Given that what is planted in spring doesn’t normally end up on supermarket shelves until the autumn is why I fear inflation may stay higher for longer than some economists reckon.

Higher inflation, especially when it relates to essentials such as fuel, energy and food that account for a substantial chunk of our weekly spending, leads to a squeeze on everyone’s disposable income, and adjustments have to be made, which may encompass spending less on discretionary items including travel and tourism.

Yes, there is an argument to say that domestic tourism may get a boost if airfares rise dramatically in the next few months and/or jet fuel shortages lead to fewer flights, but those hellbent on a foreign holiday might simply search for destinations far away from the conflict zone that are easy and affordable to reach.

The pressure on airlines bottom lines will perhaps not become evident until later in the year. It’s normally in September or October that we hear of at least one European airline failing due to it having insufficient cash reserves to make it through the upcoming lean winter period, and it would be astounding if this annual ritual is avoided this autumn.

Even if some foreign travel ends up being domestic travel instead, we should recognise that domestic travel itself will be impacted by higher costs, most notably petrol. It is realistic to suppose that domestic destinations, whether for an overnight trip or simply a day out, that involve a comparatively short journey will be more appealing than those that require a lengthy, and therefore costly, car journey. Any such adaptation in consumer behaviour would be to the detriment of Britain’s more far-flung destinations.

In the Australian states of Victoria and Tasmania it has been announced that public transport will be free for at least the month of April to help preserve fuel supplies and discourage car use. I don’t envisage this idea being adopted in Britain, but I’d happily be proved wrong.

UK consumer confidence fell in March and will likely do so again in April unless a swift and comprehensive end to the war emerges. Weak consumer confidence in and of itself doesn’t preclude people spending on travel and tourism, but it can lead to the prioritisation of the “main holiday” at the expense of more regular short-breaks or days out.

It’s not just purchases of tourism related goods and services that might get reined in, it’s general spending on stuff, and this of course can lead to a slowing in economic growth, not that growth was all that spectacular to begin with. Reduced spending by consumers and reduced profits for businesses further erodes government tax receipts at a time when additional demands on public spending are emerging, not least higher bond yields on government gilts, a topic I mused on in my blog last October.
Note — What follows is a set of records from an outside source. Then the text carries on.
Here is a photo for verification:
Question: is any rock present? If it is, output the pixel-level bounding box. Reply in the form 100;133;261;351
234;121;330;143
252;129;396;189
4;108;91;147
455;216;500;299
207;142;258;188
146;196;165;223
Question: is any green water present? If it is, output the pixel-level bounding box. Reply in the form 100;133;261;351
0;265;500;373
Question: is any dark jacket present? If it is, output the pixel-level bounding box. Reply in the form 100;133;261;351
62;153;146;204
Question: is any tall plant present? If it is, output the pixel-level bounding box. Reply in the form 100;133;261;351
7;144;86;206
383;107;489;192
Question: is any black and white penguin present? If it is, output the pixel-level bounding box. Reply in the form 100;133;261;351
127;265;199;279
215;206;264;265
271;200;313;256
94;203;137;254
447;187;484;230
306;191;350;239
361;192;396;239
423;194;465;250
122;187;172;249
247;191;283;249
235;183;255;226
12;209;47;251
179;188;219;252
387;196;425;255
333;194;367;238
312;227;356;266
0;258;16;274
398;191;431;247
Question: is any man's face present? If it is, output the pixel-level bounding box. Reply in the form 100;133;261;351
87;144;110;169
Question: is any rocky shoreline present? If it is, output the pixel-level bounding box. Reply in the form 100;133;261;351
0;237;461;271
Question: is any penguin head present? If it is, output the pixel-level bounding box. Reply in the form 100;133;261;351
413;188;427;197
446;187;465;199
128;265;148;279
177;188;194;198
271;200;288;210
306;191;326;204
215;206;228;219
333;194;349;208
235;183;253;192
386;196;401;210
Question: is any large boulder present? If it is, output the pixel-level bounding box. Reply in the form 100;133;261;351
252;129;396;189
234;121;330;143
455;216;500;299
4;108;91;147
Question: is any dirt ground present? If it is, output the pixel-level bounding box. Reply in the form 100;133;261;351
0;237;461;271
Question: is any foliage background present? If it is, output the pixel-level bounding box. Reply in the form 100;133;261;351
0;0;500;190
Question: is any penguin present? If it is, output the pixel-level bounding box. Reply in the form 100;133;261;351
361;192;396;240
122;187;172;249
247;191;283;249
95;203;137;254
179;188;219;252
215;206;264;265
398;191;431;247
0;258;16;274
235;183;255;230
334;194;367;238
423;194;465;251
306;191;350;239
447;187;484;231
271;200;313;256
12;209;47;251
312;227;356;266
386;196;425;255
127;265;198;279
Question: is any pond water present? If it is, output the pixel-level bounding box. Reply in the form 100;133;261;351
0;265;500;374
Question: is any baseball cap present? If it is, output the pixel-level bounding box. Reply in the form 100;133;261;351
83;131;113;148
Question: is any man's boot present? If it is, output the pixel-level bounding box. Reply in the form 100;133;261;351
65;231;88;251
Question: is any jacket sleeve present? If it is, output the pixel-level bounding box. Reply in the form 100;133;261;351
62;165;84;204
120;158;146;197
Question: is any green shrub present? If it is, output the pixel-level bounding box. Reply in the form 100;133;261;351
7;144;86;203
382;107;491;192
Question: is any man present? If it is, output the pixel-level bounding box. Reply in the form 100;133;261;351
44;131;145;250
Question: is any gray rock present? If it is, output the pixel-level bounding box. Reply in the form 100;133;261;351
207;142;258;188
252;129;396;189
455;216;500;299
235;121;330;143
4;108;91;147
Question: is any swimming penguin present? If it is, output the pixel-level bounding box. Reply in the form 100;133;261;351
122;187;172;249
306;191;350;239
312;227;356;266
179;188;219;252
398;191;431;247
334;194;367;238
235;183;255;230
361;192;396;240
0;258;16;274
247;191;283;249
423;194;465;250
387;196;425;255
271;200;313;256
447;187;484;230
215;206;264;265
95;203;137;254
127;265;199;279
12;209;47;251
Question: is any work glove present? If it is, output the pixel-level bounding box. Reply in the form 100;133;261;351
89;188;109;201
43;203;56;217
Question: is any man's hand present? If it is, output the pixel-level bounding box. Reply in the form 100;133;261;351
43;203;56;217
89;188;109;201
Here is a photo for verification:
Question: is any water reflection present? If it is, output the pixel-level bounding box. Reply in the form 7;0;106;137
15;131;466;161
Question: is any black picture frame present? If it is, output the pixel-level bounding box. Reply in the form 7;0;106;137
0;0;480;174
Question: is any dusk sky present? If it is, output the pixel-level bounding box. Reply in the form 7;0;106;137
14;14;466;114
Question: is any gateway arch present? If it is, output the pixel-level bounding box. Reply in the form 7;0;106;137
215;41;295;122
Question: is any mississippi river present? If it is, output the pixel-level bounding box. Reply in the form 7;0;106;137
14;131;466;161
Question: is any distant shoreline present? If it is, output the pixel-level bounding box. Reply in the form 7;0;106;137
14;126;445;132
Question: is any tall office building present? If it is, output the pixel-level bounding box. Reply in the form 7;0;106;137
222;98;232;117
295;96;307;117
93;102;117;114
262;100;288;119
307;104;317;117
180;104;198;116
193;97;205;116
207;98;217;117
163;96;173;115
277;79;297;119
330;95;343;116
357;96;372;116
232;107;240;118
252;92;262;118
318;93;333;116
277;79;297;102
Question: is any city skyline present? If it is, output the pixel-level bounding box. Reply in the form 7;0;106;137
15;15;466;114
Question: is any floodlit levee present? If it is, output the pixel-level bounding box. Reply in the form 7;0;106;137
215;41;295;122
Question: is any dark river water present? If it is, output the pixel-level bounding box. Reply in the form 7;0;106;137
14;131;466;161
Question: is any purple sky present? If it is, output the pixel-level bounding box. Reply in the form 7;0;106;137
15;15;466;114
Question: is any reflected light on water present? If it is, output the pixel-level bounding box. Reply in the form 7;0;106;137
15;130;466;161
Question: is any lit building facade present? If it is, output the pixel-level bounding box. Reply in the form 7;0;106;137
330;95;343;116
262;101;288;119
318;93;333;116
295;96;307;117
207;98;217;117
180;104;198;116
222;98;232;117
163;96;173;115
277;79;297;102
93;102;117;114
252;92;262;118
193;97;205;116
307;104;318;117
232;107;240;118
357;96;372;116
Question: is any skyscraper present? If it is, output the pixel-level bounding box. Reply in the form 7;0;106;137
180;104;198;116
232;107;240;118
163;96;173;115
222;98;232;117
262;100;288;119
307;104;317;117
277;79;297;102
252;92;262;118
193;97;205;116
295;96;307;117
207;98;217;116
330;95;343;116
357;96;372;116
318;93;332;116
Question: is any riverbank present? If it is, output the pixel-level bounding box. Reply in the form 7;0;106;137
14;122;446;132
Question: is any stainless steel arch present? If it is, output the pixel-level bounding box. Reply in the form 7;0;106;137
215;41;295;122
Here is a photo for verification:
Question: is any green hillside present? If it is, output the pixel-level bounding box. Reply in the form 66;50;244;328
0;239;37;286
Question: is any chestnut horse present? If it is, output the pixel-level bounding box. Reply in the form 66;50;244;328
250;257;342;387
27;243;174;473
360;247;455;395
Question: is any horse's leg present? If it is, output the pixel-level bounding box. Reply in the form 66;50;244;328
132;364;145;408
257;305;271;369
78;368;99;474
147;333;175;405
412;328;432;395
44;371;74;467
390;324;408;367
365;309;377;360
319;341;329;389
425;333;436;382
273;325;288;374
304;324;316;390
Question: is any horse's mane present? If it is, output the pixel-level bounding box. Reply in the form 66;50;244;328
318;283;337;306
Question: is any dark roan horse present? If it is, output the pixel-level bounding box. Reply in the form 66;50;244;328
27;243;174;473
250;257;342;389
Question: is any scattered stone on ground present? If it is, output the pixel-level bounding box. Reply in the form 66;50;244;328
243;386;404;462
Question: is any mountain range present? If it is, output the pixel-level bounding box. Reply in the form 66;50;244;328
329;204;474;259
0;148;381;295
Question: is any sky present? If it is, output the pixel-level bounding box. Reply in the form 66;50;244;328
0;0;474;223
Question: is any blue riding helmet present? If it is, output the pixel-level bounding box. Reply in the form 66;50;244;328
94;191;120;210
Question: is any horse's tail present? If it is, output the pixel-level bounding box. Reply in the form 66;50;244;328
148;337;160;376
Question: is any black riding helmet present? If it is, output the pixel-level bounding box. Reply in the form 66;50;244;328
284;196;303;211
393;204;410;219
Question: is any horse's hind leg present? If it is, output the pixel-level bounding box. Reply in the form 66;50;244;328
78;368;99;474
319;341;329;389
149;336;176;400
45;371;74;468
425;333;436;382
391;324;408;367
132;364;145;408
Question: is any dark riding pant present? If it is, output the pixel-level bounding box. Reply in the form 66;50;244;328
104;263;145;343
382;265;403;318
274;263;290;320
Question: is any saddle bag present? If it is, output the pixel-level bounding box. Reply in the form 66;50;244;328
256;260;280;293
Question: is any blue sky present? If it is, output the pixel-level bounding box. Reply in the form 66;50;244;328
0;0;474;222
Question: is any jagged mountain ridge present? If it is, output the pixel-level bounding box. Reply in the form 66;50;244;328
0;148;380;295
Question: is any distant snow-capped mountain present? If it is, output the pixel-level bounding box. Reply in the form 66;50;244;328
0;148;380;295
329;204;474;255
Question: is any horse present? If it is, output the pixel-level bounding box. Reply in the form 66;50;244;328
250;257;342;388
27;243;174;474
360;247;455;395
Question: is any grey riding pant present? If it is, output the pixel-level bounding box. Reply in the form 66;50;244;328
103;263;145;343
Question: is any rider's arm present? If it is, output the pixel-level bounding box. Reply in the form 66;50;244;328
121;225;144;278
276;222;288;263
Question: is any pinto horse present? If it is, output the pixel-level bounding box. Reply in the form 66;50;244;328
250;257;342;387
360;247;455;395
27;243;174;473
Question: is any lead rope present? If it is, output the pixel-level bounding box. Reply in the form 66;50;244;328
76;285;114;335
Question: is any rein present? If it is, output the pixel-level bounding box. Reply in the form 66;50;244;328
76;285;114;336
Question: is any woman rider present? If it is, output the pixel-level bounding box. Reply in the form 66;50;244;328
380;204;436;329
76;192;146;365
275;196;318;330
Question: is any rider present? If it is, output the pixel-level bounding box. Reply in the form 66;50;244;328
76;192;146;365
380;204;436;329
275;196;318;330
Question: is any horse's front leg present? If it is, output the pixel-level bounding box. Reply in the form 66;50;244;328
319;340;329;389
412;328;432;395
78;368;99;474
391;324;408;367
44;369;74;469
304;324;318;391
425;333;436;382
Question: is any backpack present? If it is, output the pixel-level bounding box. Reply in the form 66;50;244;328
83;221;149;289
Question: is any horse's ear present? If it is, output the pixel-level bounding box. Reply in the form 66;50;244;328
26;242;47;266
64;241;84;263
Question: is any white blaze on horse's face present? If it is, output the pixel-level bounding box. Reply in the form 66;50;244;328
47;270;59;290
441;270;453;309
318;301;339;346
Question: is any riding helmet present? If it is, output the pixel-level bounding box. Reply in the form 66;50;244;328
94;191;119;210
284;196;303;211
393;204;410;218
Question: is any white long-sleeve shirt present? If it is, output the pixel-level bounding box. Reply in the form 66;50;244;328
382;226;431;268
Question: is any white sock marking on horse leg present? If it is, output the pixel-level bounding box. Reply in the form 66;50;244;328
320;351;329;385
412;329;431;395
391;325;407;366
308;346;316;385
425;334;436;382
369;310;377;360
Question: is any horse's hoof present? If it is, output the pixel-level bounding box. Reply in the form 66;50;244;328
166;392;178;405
All of this means the amount of public money, whether at the central or local government level, available to support the visitor economy is set to be squeezed yet again, and the prospect of lower taxes drifts ever further into the distance.

We should of course recognise the human suffering that has resulted from the conflict, but it is also true to say that there has been substantial reputational damage done to the Gulf states that have spent billions over the past few decades in diversifying their economies and attracting both international tourists and foreign workers to the region.

Once the war ends there will no doubt be a concerted, and well-funded, campaign to rebuild reputations, but this is unlikely to succeed overnight and one potential negative impact on the British economy is that this could lessen the amount of inward investment destined for Britain from the Middle East. One likely upside of peace once it is achieved is that regional airlines will unquestionably be offering highly competitive fares to attract wary but price sensitive customers back.

The intense phase of the conflict could have ended by the time of my next monthly blog, although that’s by no means a racing certainty. However, the fallout from it is set to last for several months at the very least, and sadly for Britain’s visitor economy the downside risks firmly outweigh the upside risks.